2.2. Statistical analysis

Descriptive statistics were obtained for the means of T1, T2, PD, and ADC values, including the skewness and kurtosis of the distributions by group to be compared (males vs. females, meningiomas vs. normal white matter, calcified vs. noncalcified meningiomas, meningiomas associated vs. not associated with edema). In order to determine whether the distributions were excessively nonnormal for the purposes of conducting parametric tests, we used the criteria of skewness between −2 and 2 and kurtosis between −9 and 9 (Schmider et al., 2010).
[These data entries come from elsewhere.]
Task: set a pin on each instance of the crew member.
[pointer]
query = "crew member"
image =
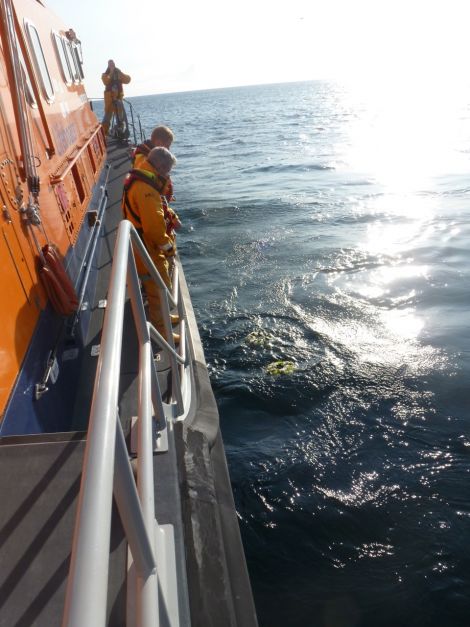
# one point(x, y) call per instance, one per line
point(113, 80)
point(160, 136)
point(145, 206)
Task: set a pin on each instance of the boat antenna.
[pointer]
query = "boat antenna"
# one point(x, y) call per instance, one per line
point(28, 158)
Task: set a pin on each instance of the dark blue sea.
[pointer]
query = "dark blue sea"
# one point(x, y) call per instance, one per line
point(327, 227)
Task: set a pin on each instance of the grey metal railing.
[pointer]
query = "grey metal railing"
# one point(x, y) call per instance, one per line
point(106, 460)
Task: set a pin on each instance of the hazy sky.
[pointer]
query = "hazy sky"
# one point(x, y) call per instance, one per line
point(182, 45)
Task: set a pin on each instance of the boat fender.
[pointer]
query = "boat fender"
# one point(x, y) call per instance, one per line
point(56, 281)
point(280, 367)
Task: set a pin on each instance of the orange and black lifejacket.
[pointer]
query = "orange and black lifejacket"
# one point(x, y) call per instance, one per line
point(155, 181)
point(115, 83)
point(144, 149)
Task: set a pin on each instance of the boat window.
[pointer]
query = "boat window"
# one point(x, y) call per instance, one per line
point(28, 86)
point(72, 62)
point(64, 64)
point(41, 65)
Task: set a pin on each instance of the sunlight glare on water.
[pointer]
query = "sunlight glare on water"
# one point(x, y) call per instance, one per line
point(407, 132)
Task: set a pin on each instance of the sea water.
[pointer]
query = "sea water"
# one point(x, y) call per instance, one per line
point(328, 226)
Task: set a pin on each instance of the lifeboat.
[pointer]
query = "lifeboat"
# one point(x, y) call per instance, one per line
point(117, 507)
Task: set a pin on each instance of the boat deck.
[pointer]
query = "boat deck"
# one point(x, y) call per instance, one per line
point(40, 480)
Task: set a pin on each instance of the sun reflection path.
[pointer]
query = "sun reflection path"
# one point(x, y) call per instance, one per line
point(405, 134)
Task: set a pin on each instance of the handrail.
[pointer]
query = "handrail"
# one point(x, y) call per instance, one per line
point(134, 124)
point(106, 459)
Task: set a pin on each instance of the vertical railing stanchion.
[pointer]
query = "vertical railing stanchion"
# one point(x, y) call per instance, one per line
point(106, 460)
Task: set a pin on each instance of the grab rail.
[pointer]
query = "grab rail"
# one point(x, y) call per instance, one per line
point(72, 160)
point(106, 459)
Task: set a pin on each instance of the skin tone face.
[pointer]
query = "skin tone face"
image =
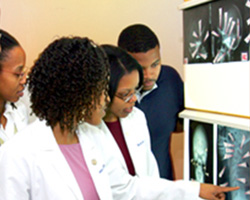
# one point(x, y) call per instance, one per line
point(12, 76)
point(99, 112)
point(151, 64)
point(119, 108)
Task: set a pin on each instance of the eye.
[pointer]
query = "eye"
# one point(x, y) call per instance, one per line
point(125, 94)
point(155, 64)
point(19, 74)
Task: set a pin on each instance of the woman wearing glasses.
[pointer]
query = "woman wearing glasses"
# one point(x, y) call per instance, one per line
point(126, 122)
point(126, 130)
point(13, 117)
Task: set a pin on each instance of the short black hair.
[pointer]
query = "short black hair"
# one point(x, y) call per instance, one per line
point(121, 63)
point(7, 42)
point(137, 38)
point(67, 81)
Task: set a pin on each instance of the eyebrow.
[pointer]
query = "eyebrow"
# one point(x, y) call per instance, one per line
point(158, 60)
point(19, 68)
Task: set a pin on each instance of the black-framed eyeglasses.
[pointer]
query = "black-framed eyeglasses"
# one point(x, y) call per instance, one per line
point(19, 75)
point(129, 96)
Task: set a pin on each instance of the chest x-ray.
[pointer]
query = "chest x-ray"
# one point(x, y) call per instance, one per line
point(234, 161)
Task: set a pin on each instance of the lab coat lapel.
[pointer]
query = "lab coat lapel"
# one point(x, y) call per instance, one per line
point(116, 152)
point(91, 140)
point(51, 153)
point(133, 141)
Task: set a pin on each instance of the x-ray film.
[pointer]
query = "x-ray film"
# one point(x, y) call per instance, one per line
point(201, 151)
point(234, 161)
point(220, 34)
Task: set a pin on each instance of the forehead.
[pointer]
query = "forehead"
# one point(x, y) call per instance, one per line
point(129, 81)
point(15, 57)
point(147, 58)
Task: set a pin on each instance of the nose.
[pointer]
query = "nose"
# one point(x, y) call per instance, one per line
point(23, 79)
point(147, 73)
point(108, 99)
point(134, 98)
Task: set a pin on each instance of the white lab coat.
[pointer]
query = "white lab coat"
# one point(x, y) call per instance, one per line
point(146, 185)
point(32, 166)
point(137, 138)
point(17, 119)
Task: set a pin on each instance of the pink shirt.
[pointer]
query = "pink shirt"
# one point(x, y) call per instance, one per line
point(74, 156)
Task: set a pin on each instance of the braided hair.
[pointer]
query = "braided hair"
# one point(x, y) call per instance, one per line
point(7, 42)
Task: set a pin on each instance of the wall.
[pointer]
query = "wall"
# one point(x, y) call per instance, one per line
point(37, 23)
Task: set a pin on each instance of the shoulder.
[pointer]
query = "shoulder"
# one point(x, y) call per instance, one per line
point(169, 75)
point(31, 137)
point(169, 71)
point(136, 114)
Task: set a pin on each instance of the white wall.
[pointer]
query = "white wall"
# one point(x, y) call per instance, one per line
point(35, 23)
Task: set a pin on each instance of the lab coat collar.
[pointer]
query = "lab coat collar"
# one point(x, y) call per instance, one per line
point(141, 96)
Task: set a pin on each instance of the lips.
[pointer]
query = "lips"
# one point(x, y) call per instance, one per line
point(148, 83)
point(128, 110)
point(20, 92)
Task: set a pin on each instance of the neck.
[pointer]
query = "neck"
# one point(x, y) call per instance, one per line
point(110, 117)
point(2, 107)
point(65, 136)
point(3, 120)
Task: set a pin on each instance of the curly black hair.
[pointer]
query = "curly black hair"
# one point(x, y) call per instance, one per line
point(7, 42)
point(137, 38)
point(67, 80)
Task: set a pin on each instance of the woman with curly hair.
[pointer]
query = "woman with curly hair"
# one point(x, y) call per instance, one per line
point(13, 117)
point(56, 156)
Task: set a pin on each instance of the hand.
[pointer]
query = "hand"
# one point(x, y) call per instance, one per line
point(214, 192)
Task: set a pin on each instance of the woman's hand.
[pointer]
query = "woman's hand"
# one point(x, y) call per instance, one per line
point(214, 192)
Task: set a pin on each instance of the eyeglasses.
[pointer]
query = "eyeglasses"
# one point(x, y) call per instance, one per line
point(126, 98)
point(19, 75)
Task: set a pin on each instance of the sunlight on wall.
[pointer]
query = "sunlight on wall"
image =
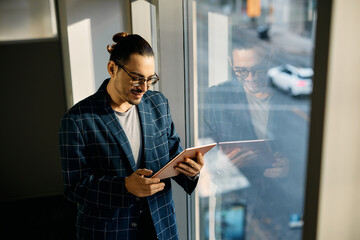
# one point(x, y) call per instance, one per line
point(81, 59)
If data were not excessively nonnormally distributed, the means of the relaxation values were compared between groups by independent samples T test. Equality of variances was assessed by Levene's test, which if significant led to equal variances not being assumed.

If data were excessively nonnormally distributed, the nonparametric Mann–Whitney U test was used to compare medians between groups.

Liner relationships between continuous variables were evaluated by Pearson's correlation.

The statistical analysis was conducted on SPSS (version 22) and a .05 two‐tailed significance level was used for all statistical tests.

3. RESULTS

A total of 42 meningiomas found in 35 patients were included in this study (1 patient had 5 meningiomas, 3 patients had 2 meningiomas, and 31 patients had 1 meningioma). Clinical indications for MR imaging were presurgical evaluation and tumor follow‐up. The mean and standard deviation of the major axis of meningiomas were 33.52 ± 23.7 mm (maximum size: 130 mm, minimum size: 9 mm, median size: 28.5 mm).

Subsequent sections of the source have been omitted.